5.1.1 Example dataset

This example uses the Rosetta Stats example dataset “pp15” (see Chapter 1 for information about the datasets and Chapter 3 for an explanation of how to load datasets).

5.1.2 Variable(s)

From this dataset, this example uses variables highDose_AttGeneral_good, highDose_AttGeneral_prettig, highDose_AttGeneral_slim, highDose_AttGeneral_gezond & highDose_AttGeneral_spannend.

We will aggregate these into the variable highDose_attitude_sum.

5.2 Input: jamovi

In the “Data” tab, click the “Compute” button as shown in Figure 5.1.

Figure 5.1: Aggregating in jamovi: opening Compute menu

Type in the new variable name in the text field at the top, labelled “COMPUTED VARIABLE”. Then click the function button, marked \(f_x\), select the SUM function from the box labelled “Functions”, and double click all variables for which you want the sum in the box labelled “Variables”, while typing a comma in between each variable name as shown in Figure 5.2.

Figure 5.2: Aggregating in jamovi: using the function menu to specify a computation

Alternatively, you can type the function name and list of variables directly without using the function (\(f_x\)) dialog as shown in Figure 5.3.

Figure 5.3: Aggregating in jamovi: directly typing in a computation

5.3 Input: R

In R, there are roughly three approaches. Many analyses can be done with base R without installing additional packages. The rosetta package accompanies this book and aims to provide output similar to jamovi and SPSS with simple commands.
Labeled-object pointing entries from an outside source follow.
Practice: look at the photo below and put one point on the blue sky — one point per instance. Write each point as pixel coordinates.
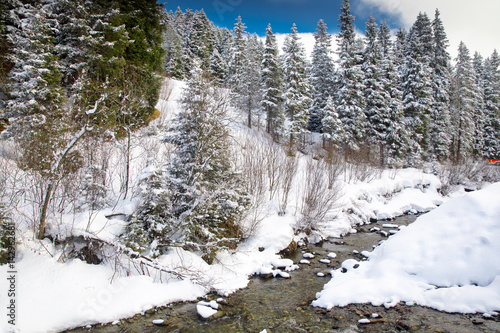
(256, 14)
(475, 22)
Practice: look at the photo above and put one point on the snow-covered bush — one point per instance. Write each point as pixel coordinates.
(319, 197)
(197, 199)
(470, 172)
(7, 235)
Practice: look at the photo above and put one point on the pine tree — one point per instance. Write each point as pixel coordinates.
(272, 86)
(350, 99)
(395, 139)
(479, 118)
(417, 96)
(378, 98)
(440, 136)
(333, 130)
(218, 67)
(463, 105)
(297, 88)
(400, 47)
(204, 189)
(492, 106)
(321, 76)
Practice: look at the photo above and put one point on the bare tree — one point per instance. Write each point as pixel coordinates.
(319, 197)
(287, 171)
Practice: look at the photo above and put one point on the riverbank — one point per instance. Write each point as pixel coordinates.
(284, 305)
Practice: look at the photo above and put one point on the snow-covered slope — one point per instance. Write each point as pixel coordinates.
(449, 259)
(56, 294)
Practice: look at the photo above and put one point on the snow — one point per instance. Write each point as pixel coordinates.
(205, 311)
(88, 294)
(54, 296)
(447, 259)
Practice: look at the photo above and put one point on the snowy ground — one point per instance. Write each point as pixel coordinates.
(448, 259)
(53, 294)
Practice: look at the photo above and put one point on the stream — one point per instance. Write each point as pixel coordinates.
(284, 305)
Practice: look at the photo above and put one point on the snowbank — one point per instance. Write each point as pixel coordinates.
(448, 259)
(53, 296)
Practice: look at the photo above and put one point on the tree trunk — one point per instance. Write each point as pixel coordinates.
(50, 186)
(45, 206)
(249, 113)
(127, 165)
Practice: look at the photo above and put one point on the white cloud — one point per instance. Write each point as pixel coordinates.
(475, 22)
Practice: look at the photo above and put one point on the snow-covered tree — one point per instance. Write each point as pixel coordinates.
(479, 118)
(237, 61)
(321, 75)
(272, 86)
(200, 190)
(297, 87)
(395, 136)
(333, 130)
(416, 86)
(463, 105)
(244, 71)
(492, 106)
(350, 99)
(440, 134)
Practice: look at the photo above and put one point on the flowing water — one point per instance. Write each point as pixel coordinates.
(284, 305)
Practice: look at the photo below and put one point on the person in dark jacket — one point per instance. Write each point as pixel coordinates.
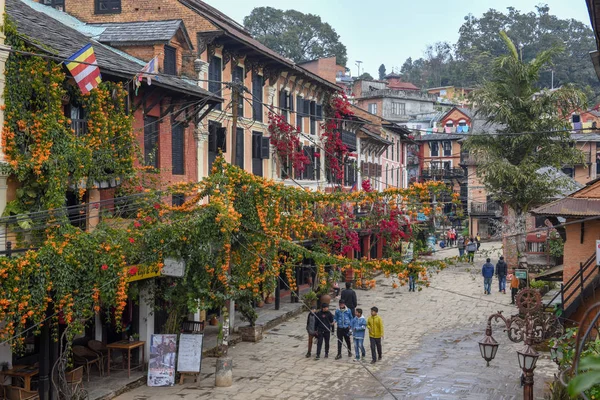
(501, 272)
(324, 323)
(311, 328)
(461, 246)
(488, 274)
(349, 297)
(471, 249)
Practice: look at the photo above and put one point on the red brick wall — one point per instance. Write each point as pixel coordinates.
(164, 153)
(325, 67)
(142, 10)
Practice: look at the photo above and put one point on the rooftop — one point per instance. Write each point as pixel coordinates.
(54, 32)
(146, 31)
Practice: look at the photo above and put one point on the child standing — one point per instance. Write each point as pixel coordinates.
(311, 328)
(359, 325)
(375, 327)
(514, 288)
(324, 323)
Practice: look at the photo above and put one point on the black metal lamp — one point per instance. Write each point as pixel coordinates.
(488, 346)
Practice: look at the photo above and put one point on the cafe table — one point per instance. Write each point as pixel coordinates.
(126, 345)
(25, 372)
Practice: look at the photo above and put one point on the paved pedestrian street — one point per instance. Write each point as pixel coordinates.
(430, 351)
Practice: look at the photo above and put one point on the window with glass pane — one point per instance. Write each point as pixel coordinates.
(108, 6)
(151, 141)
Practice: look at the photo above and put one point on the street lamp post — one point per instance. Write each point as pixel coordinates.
(530, 326)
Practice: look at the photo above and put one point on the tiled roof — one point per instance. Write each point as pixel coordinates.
(439, 136)
(570, 207)
(236, 31)
(44, 28)
(145, 31)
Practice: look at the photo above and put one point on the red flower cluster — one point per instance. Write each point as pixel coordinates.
(335, 149)
(286, 140)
Finally, the tidyverse is a popular collection of packages that try to work together consistently but implement a different underlying logic that base R (and so, the rosetta package).

5.3.1 R: base R

dat$highdose_attitude <-
  colSums(
    dat[
      ,
      c(
        'highDose_AttGeneral_good',
        'highDose_AttGeneral_prettig',
        'highDose_AttGeneral_slim',
        'highDose_AttGeneral_gezond',
        'highDose_AttGeneral_spannend'
      )
    ]
  );

5.3.2 R: rosetta

dat$highdose_attitude <-
  rosetta::sums(
    data = dat,
    'highDose_AttGeneral_good',
    'highDose_AttGeneral_prettig',
    'highDose_AttGeneral_slim',
    'highDose_AttGeneral_gezond',
    'highDose_AttGeneral_spannend'
  );

5.4 Input: SPSS

For SPSS, there are two approaches: using the Graphical User Interface (GUI) or specify an analysis script, which in SPSS are called “syntax”.

5.4.1 SPSS: GUI

First activate the dat dataset (see 2.4.1).

Figure 5.4: A screenshot placeholder

5.4.2 SPSS: Syntax

COMPUTE highdose_attitude =
  SUM(
    highDose_AttGeneral_good,
    highDose_AttGeneral_prettig,
    highDose_AttGeneral_slim,
    highDose_AttGeneral_gezond,
    highDose_AttGeneral_spannend
  ).

5.5 Output

Aggregating variables is not an analysis, and as such, does not produce output. You can inspect the newly created variable to ensure it has been created properly.